High Complete Remission Rate in Chemotherapy-Refractory Classic or Variant Hairy Cell Leukemia Induced by the Anti-CD22 Recombinant Immunotoxin RFB4(dsFv)-PE38 (BL22)

By

R. J. Kreitman, W. H. Wilson, M. Stetler-Stevenson, M. Raggio, K. Bergeron, I. Margulies, D. J. FitzGerald, and I. Pastan
Laboratory of Molecular Biology, Medicine Branch, and Laboratory of Clinical Pathology, National Cancer Institute, Bethesda, Maryland

| March 1, 2001

RFB4(dsFv)-PE38 (BL22) is a recombinant disulfide-stabilized immunotoxin composed of the variable domains (VH and VL) of the anti-CD22 monoclonal antibody RFB4 attached by a disulfide bond and with VH fused to truncated Pseudomonas exotoxin. A total of 31 patients with chemotherapy-refractory hairy cell leukemia (HCL), chronic lymphocytic leukemia (CLL), or non-Hodgkin’s lymphoma have received 99 cycles of BL22 at 3 to 50 µg/kg IV every other day for 3 doses (qod × 3).

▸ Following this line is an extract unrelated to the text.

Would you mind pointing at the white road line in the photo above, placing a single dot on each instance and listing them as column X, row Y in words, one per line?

The most common toxicities were hypoalbuminemia, third-spacing of fluid without pulmonary edema, nausea, transaminase elevations, and myalgias. Toxicity was prevented by anti-inflammatory agents and hydration. The 50 µg/kg qod × 3 level was considered dose limiting because one patient developed reversible hemolytic uremic syndrome (HUS) and most other patients had grade 1 creatinine elevation or proteinuria, which was considered a risk factor for HUS. The maximum tolerated dose was 40 µg/kg qod × 3, where all 18 cycles in 10 patients were well tolerated. Only 1 out of 31 patients made neutralizing antibodies after 1 cycle, and this patient had preexisting neutralizing antibodies.

Out of 11 purine analog-refractory HCL patients who are evaluable for response, 10 patients achieved complete remission (91% CR) and 1 patient had a partial response (9% PR). All 3 patients with variant HCL (HCLv) had never been in CR with previous chemotherapy but had CR to BL22. Complete remissions were induced after one cycle in 5 of the patients, and 5 required two to nine cycles to achieve CR. Of the 10 in CR, minimal residual disease by flow cytometry was eliminated in the blood in 10 and in the marrow in 3. Complete remissions were most rapid in patients with mono- or oligoclonal elevations in cytotoxic T cells, which often increased with repeated cycles. No patients in CR have relapsed after up to 1 year of follow-up, based on restaging including bone marrow biopsy.

CONCLUSION: BL22 showed clinically useful effects in CLL with reductions of circulating CLL cells (> 99.9% in 1 patient) and lymph nodes, although CRs have not yet been observed. Thus BL22 is the first agent since purine analogs that is capable of inducing CR in the majority of patients with HCL, and is the only agent that can induce CR in most patients with chemotherapy-refractory or variant HCL. Its sparing of T cells may also allow improved clearing of minimal residual disease.